Christina Davis: The Sinhala “Voice:” Ethnic Conflict and the Configuration of Difference in Sri Lanka
Drawing on ethnographic research in Kandy, Sri Lanka, I explore how speakers in social interactions employ the voices of others to construct ethnic difference. I analyze two examples where members of a Muslim family—who speak Tamil as a first language—codeswitch from Tamil to Sinhala to represent the voices of the Sinhalese “other.” These voices, in turn, are associated with suspicion and violence. In the first example, a mother employs the Sinhala “voice” to represent her interaction with a Sinhalese security guard at her daughters’ school. In the second example, her brother, immediately following a nearby roadside bombing, draws on the Sinhala “voice” to represent the inner thoughts of Sinhalase people when they see Tamils on the bus. In my analysis, I consider how the speakers draw on multiple resources such as codeswitching, shifts in volume and pitch, reported speech, and poetic parallelism to sharpen the distinction between the “voice” of the person reporting, and the speech that is being reported, thus creating a saturation of difference. I argue that emergent with the employment of these “voices” is a moral stance, where speakers, through language, distinguish the “voices” of others from their own.

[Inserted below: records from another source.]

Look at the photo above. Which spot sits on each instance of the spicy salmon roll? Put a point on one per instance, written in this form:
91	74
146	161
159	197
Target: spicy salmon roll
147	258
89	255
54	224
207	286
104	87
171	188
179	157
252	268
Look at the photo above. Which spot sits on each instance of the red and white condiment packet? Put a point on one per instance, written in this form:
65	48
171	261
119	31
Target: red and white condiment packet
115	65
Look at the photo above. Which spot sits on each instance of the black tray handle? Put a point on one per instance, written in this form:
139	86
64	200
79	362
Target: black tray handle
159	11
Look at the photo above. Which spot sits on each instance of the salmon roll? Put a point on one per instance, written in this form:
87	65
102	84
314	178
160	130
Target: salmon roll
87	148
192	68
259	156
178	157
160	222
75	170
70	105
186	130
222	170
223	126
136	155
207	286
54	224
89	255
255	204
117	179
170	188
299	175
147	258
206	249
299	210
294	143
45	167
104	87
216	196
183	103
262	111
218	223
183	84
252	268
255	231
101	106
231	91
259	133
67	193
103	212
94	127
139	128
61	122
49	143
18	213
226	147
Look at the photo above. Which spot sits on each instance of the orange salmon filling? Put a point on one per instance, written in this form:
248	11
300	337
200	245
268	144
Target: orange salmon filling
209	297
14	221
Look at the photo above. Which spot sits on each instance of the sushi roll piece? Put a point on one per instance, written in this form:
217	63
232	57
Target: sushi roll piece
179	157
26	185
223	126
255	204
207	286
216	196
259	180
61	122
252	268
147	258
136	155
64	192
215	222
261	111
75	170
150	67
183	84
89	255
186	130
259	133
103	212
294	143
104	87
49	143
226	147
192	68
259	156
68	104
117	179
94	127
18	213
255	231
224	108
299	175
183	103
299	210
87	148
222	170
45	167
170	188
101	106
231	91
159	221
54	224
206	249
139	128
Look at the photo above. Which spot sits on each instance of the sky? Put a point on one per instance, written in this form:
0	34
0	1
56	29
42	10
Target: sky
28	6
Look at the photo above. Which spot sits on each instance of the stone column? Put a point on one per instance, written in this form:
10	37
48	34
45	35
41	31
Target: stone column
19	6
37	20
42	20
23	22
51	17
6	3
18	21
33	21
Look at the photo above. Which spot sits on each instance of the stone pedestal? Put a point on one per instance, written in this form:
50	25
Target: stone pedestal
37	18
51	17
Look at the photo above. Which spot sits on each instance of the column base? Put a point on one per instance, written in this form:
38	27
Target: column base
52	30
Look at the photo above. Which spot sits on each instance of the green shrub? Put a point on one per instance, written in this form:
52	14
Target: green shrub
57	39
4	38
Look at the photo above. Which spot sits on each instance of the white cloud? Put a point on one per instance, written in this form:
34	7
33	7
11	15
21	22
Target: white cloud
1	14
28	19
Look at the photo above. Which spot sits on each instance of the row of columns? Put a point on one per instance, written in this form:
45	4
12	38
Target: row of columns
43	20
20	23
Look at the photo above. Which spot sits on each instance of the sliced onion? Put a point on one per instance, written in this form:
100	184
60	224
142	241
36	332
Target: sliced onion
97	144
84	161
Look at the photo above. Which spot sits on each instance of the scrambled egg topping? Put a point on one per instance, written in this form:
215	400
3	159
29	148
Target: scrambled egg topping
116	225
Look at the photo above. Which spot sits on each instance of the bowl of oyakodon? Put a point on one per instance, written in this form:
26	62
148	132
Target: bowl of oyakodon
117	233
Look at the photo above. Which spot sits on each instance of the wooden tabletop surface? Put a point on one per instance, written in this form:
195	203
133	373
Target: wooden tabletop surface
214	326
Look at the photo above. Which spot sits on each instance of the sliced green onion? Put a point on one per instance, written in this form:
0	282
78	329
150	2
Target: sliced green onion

This paper contributes to an understanding of how ethnic difference is interactionally configured, as well as to the study of everyday violence in Sri Lanka.
Biographical Statement:
Christina Davis is a PhD Candidate in linguistic anthropology at the University of Michigan. In August, 2008, she completed 18 months of ethnographic fieldwork on Tamil language practices and social difference in two schools in Kandy, Sri Lanka. Her research interests include linguistic anthropology, Tamil, and language and education in South India and Sri Lanka.